Circular polarimetry is made with a 1/4 wave plate in the FAPOL unit and a calcite plate in the aperture wheel. The field vignetting is as for linear polarimetry limited by the size of the calcites (i.e. 140" in diameter). Verify with staff that the 1/4 wave plate is installed in FAPOL.

Observing steps

  1. In the FAPOL window click on "Carriage is out". It will go in, then initialize and tell when it is ready. You can manually select retarder positions by clicking on the menu, or by running scripts to take one or several cycles at a time. For circular polarimetry the 1/4 wave plate should be rotated as a minimum in the 2 steps 0°, 90°, but better in the 4 steps 0°, 90°, 180° and 270°.

  2. Imaging polarimetry:
  3. Spectropolarimetry:
Note: The ordinary component being the upper one and the extraordinary being the lower one is the default setup since Nov-2008. Before that, the components were separated horizontally. The Calcites are now rotated only on special request.

The 1/4 wave plate is a retarder which is used to convert elliptically or circularly polarised light into linearly polarised light, and the calcite plate produces the two orthogonally polarized beams. Both the ordinary and extraordinary components of a ray are shifted in phase by the quarter of a wavelength, i.e. the phase delay is 90°. The minimum requirement is to expose at 2 different angles of the 1/4 wave plate: 0° and 90° , but with 4 angles (stepped by 90°) the difference between the transmission of the orthogonally polarized spectra is eliminated in the reductions, since the polarisation modulation of the o- and e- rays have the inverse effect in the 3rd and 4th exposure compared with the 1st and 2nd.
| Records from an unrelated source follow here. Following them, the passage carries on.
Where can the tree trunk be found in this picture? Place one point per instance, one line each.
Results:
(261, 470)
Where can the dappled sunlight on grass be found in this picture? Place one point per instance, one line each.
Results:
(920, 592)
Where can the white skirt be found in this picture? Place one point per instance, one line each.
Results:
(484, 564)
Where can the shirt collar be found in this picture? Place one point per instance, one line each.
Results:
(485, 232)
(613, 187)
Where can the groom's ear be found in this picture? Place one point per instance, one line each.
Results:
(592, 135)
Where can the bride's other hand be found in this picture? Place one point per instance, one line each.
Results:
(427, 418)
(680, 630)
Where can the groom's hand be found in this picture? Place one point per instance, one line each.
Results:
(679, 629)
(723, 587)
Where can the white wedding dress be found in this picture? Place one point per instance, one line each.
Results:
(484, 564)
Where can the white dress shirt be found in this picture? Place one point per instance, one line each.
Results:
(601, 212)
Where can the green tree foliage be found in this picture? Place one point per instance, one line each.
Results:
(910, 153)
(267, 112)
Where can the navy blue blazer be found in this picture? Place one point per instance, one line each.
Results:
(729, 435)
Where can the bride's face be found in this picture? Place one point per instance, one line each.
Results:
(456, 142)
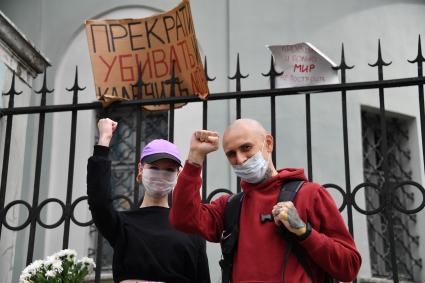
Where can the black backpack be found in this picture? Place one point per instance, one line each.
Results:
(230, 235)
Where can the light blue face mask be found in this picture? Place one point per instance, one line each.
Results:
(253, 169)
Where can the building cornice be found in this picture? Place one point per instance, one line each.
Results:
(19, 53)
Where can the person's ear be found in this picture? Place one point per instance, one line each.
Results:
(139, 173)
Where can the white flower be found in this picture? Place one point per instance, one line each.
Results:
(52, 267)
(33, 267)
(57, 265)
(50, 273)
(88, 262)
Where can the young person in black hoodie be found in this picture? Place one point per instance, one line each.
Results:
(146, 247)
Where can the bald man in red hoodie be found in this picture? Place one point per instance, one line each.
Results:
(312, 217)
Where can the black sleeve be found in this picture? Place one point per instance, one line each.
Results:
(203, 268)
(99, 193)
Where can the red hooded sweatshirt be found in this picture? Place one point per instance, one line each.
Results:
(259, 256)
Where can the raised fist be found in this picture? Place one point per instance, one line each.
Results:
(106, 130)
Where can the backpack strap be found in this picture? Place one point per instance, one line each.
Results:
(230, 235)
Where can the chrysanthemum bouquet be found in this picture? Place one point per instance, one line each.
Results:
(61, 267)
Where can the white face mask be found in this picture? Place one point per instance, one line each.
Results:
(253, 169)
(158, 183)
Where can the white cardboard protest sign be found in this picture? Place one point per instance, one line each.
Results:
(302, 64)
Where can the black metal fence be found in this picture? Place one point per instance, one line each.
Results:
(386, 189)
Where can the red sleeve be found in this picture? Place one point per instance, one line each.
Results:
(188, 214)
(330, 244)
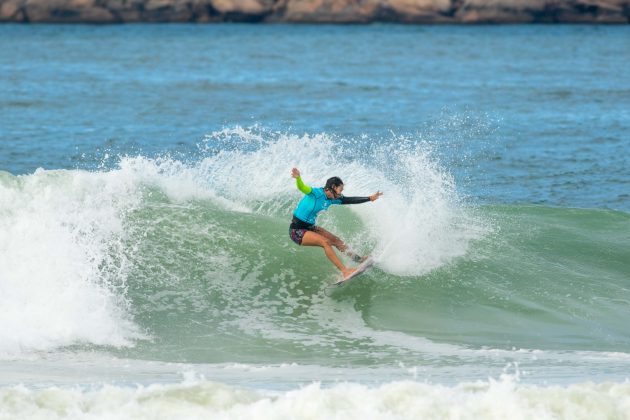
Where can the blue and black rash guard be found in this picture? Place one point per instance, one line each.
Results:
(314, 201)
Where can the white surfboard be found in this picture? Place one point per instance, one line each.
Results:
(361, 268)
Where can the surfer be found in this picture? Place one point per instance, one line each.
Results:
(303, 230)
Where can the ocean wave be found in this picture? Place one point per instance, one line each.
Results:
(197, 399)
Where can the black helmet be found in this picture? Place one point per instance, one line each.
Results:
(335, 181)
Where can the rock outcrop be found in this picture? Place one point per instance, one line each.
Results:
(340, 11)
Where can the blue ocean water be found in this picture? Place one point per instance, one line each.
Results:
(145, 194)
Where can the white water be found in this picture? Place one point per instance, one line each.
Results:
(64, 260)
(199, 399)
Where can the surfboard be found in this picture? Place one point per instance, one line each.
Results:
(361, 268)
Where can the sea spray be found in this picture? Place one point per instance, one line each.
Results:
(62, 266)
(198, 399)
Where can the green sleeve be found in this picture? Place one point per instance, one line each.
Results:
(302, 186)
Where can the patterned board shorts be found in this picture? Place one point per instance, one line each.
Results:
(297, 235)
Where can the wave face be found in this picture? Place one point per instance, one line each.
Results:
(190, 261)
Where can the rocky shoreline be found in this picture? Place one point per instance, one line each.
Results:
(316, 11)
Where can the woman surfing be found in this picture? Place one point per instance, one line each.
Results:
(303, 230)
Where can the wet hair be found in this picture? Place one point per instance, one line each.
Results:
(335, 181)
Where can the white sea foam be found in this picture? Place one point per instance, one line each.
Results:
(58, 230)
(194, 399)
(64, 260)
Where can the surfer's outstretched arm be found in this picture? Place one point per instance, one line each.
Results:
(295, 173)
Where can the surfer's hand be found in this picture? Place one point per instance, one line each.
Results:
(375, 196)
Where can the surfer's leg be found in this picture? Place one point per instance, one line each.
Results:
(338, 243)
(315, 239)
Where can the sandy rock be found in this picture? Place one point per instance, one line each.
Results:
(9, 9)
(350, 11)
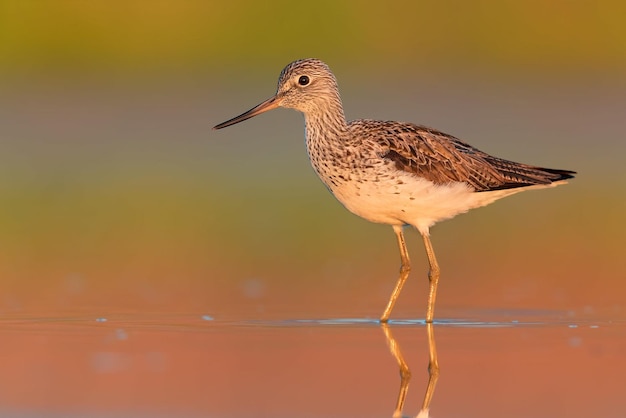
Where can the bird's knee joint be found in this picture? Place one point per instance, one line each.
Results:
(433, 274)
(405, 269)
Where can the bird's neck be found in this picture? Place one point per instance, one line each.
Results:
(327, 122)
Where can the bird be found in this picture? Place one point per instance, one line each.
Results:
(395, 173)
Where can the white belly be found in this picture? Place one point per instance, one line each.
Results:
(411, 200)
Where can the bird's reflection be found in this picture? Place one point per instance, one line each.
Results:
(405, 372)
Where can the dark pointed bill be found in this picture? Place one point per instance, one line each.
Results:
(269, 104)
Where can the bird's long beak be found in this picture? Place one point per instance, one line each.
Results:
(269, 104)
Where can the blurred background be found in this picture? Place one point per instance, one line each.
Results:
(115, 194)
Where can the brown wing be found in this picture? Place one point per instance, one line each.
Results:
(442, 158)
Let O(i) and E(i) be the intensities of the ordinary and extraordinary images obtained through the calcite plate for each of the i=1,2 angles of the 1/4 wave plate. The percentage of circular polarisation (V) and its sign (left or right handed) is found as follows:

Q(i) = E(i)/O(i)
QM = Q(1) + Q(2)
V = 50.0*(Q(1)-Q(2))/QM

There are no real circular polarisation standards, but the following is a relatively stable reference object for circular polarisation.
Name RA (2000) DEC (2000) Sp. T B V P (in B)
Grw +70 8247 19:00:10 +70:39:36 DA:w 13.24 13.19 ~ - 4 %

Intrinsic polarization across the field of the calcites is currently under investigation. At the moment we recommend observing your target at the same spot where you observe a Zero polarisation standard star.